Serena elected to fry the chip in his head and he dropped like a stone. “I wish I had time to explain.” She looked up at the other soldiers still yanking the net out of the truck who’d paused what they were doing to stare at her. “I’ve let you entertain what doubts you had about me because it seemed like your right, having me foisted on you like this.
But this mission requires a higher level of group cohesion. If you have an ounce of reservations about me or what we’re doing we’re all dead. For that reason I’ll drop each of you like I dropped him if you can’t put those second thoughts about me aside right now.”
“Yes, ma’am,” one of them said, and that was that. They went back to pulling the mesh out of the truck. If it weren’t for their cyber-enhancements, they couldn’t even lift the hi-tech alloy web. The weight of the net alone would kill any creature that wasn’t nano-enhanced. She had no idea what Mike could turn into, or if he could morph at all, but she’d designed that net to work around most any contingency. And it was a fair bet Jane would have injected him by now, if only to enhance her own perimeter protection, whatever the risks of her solution to the test subject. It’s what she would have done if she were in Jane’s position. She really didn’t know what she was up against; neither did Mike for that matter. He was always need-to-know. He could assume the worst, but none of them knew the worst; they had that much going for them.
Serena moved on to the next vehicle, modified like all the others for this assignment. “You sure these tranq darts’ll do it?” the soldier said, loading his rifle with one. Several others were following suit.
“There’s enough poison in one of those darts to kill a small city of fifty-thousand when diluted in the local water supply,” she explained. “Another of my designs.”

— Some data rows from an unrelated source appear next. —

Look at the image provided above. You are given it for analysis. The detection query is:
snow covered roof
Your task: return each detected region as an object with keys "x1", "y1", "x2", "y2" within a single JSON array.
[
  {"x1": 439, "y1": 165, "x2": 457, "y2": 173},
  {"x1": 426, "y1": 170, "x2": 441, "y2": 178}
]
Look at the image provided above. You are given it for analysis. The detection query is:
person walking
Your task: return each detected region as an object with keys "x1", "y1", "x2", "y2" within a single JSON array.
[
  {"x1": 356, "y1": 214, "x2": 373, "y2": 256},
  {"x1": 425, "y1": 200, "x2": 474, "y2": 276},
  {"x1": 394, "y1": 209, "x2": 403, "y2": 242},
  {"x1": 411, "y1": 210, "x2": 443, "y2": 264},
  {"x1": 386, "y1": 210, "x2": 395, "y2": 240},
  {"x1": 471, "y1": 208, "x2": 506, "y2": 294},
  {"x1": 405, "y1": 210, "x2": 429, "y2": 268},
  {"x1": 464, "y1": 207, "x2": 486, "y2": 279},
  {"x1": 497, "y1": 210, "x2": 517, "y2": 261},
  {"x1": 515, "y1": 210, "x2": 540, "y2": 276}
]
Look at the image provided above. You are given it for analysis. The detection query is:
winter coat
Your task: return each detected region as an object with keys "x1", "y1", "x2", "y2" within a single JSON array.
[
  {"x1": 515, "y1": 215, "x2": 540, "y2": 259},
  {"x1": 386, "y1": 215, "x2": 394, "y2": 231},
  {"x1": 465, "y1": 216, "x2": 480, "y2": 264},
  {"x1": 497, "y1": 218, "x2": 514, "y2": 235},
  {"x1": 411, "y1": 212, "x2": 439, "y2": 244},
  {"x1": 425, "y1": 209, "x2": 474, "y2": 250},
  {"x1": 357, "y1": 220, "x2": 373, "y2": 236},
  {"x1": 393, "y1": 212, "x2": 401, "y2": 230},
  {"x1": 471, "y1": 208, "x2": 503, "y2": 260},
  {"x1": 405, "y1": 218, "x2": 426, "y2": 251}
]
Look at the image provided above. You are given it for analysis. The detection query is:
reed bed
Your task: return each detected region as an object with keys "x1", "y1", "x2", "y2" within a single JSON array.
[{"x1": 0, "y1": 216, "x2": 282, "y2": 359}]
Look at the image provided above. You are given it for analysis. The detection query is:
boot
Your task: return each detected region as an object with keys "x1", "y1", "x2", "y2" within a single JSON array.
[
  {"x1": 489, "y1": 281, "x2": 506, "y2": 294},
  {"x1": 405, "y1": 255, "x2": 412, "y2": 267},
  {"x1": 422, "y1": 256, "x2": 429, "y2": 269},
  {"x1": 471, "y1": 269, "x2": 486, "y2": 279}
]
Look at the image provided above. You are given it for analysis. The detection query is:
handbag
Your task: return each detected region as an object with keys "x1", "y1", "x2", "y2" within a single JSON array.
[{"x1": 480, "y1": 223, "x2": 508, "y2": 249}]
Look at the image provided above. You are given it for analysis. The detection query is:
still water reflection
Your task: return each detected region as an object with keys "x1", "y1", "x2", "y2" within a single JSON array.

“I thought we wanted to capture him, not kill him,” said another one of them.
“That’s correct,” she said. “Use your discretion as to how many additional darts he can take after the first three.” The soldiers gulped and their eyes darted amongst one another. It wasn’t fear she was detecting; they were too professional for that. But they weren’t used to being surprised either. If she’d had time she would have briefed them better before coming or en route. But they were here for their adaptability as much as their ingenuity. They were the best of the best. Each one of them could be training special ops troops in their own rights overseas, and many of them had done just that at one point or another.